Flores Eduardo, Camacho Aleah R, Cuevas-Zepeda Estefania, McCoy Mary B, Yu Feng, Staller Max V, Sukenik Shahar
Department of Chemistry and Biochemistry, University of California Merced, Merced, 95343.
Molecular Biophysics and Integrated Bioimaging, Lawrence Berkeley National Laboratory, 94720 Berkeley, CA, USA.
bioRxiv. 2024 Oct 22:2024.10.19.619222. doi: 10.1101/2024.10.19.619222.
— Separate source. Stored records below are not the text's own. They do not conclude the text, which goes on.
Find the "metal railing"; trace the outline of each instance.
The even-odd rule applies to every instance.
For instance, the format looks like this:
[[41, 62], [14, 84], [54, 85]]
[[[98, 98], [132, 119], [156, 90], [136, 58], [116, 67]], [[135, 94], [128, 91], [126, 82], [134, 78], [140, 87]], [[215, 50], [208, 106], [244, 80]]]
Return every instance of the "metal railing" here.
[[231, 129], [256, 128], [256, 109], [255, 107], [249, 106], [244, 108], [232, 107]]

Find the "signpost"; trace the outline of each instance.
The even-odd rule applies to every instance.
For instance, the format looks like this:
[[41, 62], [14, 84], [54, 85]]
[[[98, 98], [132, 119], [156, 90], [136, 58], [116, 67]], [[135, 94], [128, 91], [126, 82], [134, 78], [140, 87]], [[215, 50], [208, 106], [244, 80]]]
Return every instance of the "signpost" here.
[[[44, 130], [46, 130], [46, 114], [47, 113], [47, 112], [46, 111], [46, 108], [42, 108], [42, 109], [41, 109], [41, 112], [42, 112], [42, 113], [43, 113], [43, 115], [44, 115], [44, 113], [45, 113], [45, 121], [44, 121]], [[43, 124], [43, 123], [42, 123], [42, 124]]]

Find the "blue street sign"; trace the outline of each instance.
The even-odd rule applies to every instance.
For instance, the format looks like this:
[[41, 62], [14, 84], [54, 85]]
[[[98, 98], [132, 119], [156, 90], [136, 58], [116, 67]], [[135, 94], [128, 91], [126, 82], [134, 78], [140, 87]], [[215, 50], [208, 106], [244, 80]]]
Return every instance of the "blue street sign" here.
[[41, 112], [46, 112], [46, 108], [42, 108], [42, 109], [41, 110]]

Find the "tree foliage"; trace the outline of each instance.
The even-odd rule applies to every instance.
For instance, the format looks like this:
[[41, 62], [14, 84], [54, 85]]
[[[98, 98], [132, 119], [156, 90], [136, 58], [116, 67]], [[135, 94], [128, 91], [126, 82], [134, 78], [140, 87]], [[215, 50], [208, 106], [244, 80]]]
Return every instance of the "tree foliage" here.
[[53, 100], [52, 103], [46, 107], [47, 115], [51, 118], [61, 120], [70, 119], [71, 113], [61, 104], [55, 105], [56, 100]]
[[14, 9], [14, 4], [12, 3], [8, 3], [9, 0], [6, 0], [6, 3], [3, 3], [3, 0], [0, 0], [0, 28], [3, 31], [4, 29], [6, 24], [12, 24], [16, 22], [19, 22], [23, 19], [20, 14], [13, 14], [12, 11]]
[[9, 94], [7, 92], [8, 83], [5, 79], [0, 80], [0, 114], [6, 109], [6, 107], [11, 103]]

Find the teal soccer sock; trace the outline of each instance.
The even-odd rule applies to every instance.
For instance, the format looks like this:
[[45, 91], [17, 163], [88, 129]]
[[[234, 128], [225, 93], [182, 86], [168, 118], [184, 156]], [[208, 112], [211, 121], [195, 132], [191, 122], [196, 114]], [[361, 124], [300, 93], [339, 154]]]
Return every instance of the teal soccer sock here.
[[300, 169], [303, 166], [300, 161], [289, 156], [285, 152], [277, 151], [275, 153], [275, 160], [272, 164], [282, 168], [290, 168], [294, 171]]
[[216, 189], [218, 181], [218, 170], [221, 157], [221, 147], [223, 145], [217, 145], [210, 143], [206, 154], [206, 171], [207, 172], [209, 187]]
Transcription factor proteins bind to specific DNA promoter sequences and initiate gene transcription. In eukaryotes, most transcription factors contain intrinsically disordered activation domains (ADs) that regulate their transcriptional activity. Like other disordered protein regions, ADs do not have a fixed three-dimensional structure and instead exist in an ensemble of conformations. Disordered ensembles contain sequence-encoded structural preferences which are often linked to their function. We hypothesize this link exists between the structural preferences of disordered AD ensembles and their ability to induce gene expression. To test this, we used FRET microscopy to measure the ensemble dimensions of two activation domains, HIF-1α and CITED2, in live cells, and correlate this structural information with transcriptional activity. We find that point mutations that expanded the HIF-1α ensemble increased transcriptional activity, while those that compacted it reduced activity. Conversely, CITED2 showed no correlation between ensemble dimensions and activity. Our results reveal a sequence-dependent relationship between AD ensemble dimensions and their transcriptional activity.
转录因子蛋白与特定的DNA启动子序列结合并启动基因转录。在真核生物中,大多数转录因子包含内在无序的激活域(ADs),这些激活域调节它们的转录活性。与其他无序蛋白质区域一样,ADs没有固定的三维结构,而是以构象集合的形式存在。无序集合包含序列编码的结构偏好,这些偏好通常与其功能相关。我们假设这种联系存在于无序AD集合的结构偏好与其诱导基因表达的能力之间。为了验证这一点,我们使用荧光共振能量转移显微镜(FRET显微镜)来测量活细胞中两个激活域HIF-1α和CITED2的集合尺寸,并将这些结构信息与转录活性相关联。我们发现,扩展HIF-1α集合的点突变增加了转录活性,而压缩它的点突变则降低了活性。相反,CITED2在集合尺寸和活性之间没有相关性。我们的结果揭示了AD集合尺寸与其转录活性之间的序列依赖性关系。